Da sich auf der Herstellungsstufe getroffene Entscheidungen auf alle nachfolgenden Stufen auswirkten, besitze ein auf der Herstellerstufe platzierter Preisimpuls auch die größte Reichweite aller denkbaren Abgabenlösungen. So seien etwa Tier- und Humanarzneimittel – ebenso wie verschreibungspflichtige und nicht-verschreibungspflichtige Arzneimittel – zunächst einmal gleichermaßen betroffen. Eine Abgabe auf der Herstellungsstufe entfalte eine Lenkungsfunktion, da ökonomische Entscheider, die über die chemische Zusammensetzung von Arzneimitteln bestimmen, mit der Abgabe konfrontiert würden. Allgemein sei die Lenkungswirkung der Arzneimittelabgabe auf Herstellungsstufe abhängig davon, ob sie bei der ökonomischen Abwägung der Arzneimittelhersteller als Kostenfaktor Relevanz erlangt. Dies ist besonders für den deutschen Markt in Frage zu stellen, da das Preisniveau von Arzneimitteln im Vergleich zu anderen Ländern sehr hoch ist und somit die Margen auf diesem Markt genügend Spielraum lassen dürften. In der Folge könnte das wirtschaftliche Kalkül der Hersteller von der Abgabe weitgehend unberührt bleiben. Die Hersteller würden dann die Abgabe bezahlen, ohne ihre Produktionsmuster nennenswert anzupassen.
Zudem könnten die Hersteller die entstehenden Abgabenkosten gezielt auf erstattungsfähige Produkte abwälzen, gibt das Gutachten zu bedenken. Vor allem die Nachfrage der Anwendenden, der Landwirtschaft und privaten Haushalte, dürfte so kaum Impulse erhalten. Die Mehrkosten landeten dann absehbar gezielt im Erstattungsbereich und somit bei den Krankenkassen.

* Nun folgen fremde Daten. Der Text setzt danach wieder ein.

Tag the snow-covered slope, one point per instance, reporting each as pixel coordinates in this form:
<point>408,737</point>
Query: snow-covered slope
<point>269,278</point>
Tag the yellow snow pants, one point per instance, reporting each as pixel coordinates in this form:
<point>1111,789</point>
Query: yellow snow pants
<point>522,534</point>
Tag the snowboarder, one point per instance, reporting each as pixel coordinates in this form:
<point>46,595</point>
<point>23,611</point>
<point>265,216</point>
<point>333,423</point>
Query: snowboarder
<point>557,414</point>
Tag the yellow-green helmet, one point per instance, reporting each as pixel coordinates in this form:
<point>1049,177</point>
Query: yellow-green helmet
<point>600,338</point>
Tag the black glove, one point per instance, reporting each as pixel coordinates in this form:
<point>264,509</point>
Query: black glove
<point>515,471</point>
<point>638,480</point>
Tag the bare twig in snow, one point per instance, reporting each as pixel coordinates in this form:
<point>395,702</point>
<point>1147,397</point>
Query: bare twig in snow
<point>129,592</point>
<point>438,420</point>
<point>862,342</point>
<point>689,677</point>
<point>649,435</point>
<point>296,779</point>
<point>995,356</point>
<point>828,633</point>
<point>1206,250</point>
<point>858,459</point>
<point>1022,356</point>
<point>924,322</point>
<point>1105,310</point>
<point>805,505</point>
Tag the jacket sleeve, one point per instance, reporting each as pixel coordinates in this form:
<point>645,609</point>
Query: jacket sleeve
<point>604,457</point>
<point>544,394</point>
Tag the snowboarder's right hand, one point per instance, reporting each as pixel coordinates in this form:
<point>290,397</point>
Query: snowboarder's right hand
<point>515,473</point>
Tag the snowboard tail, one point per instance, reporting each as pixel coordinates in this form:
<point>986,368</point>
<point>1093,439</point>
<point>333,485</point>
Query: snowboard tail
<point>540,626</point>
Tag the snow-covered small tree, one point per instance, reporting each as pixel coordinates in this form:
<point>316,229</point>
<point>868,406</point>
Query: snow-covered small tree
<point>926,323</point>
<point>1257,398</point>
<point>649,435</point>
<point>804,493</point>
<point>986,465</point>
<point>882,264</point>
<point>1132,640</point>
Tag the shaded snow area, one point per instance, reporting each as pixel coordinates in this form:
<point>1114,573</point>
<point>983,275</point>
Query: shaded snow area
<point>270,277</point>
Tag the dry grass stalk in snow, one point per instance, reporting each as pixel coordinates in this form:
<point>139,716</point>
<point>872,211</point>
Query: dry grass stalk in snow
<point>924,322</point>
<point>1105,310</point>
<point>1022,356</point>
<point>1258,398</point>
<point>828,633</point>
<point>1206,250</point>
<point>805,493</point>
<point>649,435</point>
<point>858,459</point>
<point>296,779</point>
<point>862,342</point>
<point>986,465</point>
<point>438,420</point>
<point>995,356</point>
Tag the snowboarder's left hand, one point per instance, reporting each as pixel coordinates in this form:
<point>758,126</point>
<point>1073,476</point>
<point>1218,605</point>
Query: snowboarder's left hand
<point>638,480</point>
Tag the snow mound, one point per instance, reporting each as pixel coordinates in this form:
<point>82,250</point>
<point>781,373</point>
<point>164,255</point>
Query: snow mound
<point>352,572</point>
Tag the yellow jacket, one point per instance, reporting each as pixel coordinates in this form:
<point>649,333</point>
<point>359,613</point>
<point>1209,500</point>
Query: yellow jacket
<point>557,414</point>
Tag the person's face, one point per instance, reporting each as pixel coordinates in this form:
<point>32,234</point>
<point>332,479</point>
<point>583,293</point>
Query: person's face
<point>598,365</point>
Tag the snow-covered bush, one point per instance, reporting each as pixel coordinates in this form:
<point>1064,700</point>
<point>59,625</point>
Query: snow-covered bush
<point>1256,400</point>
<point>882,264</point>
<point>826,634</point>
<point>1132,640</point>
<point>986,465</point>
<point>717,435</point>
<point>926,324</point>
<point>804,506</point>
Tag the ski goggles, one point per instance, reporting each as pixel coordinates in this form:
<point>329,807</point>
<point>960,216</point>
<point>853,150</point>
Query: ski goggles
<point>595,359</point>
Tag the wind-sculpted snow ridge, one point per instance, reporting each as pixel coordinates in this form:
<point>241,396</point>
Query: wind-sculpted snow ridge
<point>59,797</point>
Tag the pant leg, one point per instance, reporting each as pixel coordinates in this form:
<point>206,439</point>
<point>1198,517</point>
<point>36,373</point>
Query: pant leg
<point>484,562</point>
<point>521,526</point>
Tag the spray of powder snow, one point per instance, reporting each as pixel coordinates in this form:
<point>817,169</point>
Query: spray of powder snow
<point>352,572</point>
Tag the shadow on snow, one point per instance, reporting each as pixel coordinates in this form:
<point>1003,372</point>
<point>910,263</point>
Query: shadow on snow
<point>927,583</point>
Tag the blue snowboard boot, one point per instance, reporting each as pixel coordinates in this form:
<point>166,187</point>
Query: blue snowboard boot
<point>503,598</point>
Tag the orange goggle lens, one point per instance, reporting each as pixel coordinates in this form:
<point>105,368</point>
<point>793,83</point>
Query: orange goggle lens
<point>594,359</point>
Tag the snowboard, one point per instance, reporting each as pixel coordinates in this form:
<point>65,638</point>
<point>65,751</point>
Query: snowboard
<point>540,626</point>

Des Weiteren sollten die Mittel möglichst spezifisch für die Finanzierung der vierten Reinigungsstufe auf kommunalen Kläranlagen genutzt werden können. Das bedeute konkret, dass die Ausgestaltung der Abgabe einen rechtlich zulässigen Mitteltransfer von der Bundes- auf die Landesebene ermöglichen müsste.
Eine Arzneimittelabgabe könnte aber auch beim Großhandel und den Apotheken – also auf der Handelsstufe - anknüpfen und das Verkaufen von Arzneimitteln an die Anwendenden mit einer Abgabe belegen, heißt es weiter. Auf diese Weise würde dem Gutachten zufolge zumindest für die Arzneimittel, die nicht von den Krankenkassen refinanziert werden, der Abgabepreis direkt die gewässerbezogene Relevanz des Arzneimittels signalisieren. Auf der Handelsstufe würden sehr unterschiedliche Akteure wie z.B. Apotheken und Tierärzte mit der Abgabe konfrontiert, die im Direktkontakt zu den Anwendenden stehen und die Nachfrage zum Teil auch über werbliche Ansprache oder Beratungsdienstleistungen steuern könnten. Anders als auf eine Abgabe auf der Herstellerebene werde jedoch auf die Zusammensetzung und Zulassung von Produkten durch eine Abgabe auf der Handelsstufe kein Druck ausgeübt. Bei der Bewertung des Wirkungspotenzials sei grundsätzlich zwischen Tierarzneimitteln und verschreibungspflichtigen sowie nicht verschreibungspflichtigen Humanarzneimitteln zu unterscheiden. Bei verschreibungspflichtigen Humanarzneimitteln gehe die Lenkungswirkung komplett verloren, da die Abgabe für die Anwenderinnen und Anwender nicht sicht- und spürbar ist, sondern lediglich im Hintergrund zu einem Kostenschub bei Krankenkassen führe – ohne jeden Bezug zum individuellen Anwendungsverhalten. Bei nichtverschreibungspflichtigen Humanarzneimitteln und Tierarzneimitteln besitzt die Arzneimittelabgabe nach Einschätzung der Gutachter dagegen ein sehr hohes Wirkungspotenzial, da hier mit einer größeren Substitutionsbereitschaft der Anwendenden zu rechnen sei.